Historicamente, as funções de cacique e pajé, importantes nas comunidades indígenas, são exercidas quase sempre por homens. Cabe a eles liderar, orientar e proteger seus conterrâneos, garantindo seu bem-estar e respeito às suas terras e tradições. No entanto, desde os anos 2000, e particularmente na última década, uma mudança vem acontecendo e já não é difícil encontrar mulheres como cacicas, pajés ou como lideranças em suas comunidades. Dentre essas desbravadoras, há três Kayapó de uma mesma família: as irmãs O-é e Maial Paiakan, e Tuíre Kayapó, tia delas.

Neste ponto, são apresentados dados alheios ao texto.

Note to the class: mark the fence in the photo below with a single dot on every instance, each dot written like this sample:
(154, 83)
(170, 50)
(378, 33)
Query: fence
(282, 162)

O-é sucedeu em 2020 o seu pai Paulinho Paiakan, vítima da Covid-19, como cacica da aldeia Krenhyedjá (PA), função transmitida dos pais para os filhos homens na tradição Kayapó. Por ser mulher, O-é não passou pelo processo de preparação dos caciques dedicado aos homens, que dura anos. Apesar disso, não surpreende que ela tenha alcançado o papel de liderança. Ele foi vislumbrado desde a infância de O-é, quando seu pai, em decisão ousada para a época, levou as filhas para estudar na cidade – ainda não havia escola na aldeia.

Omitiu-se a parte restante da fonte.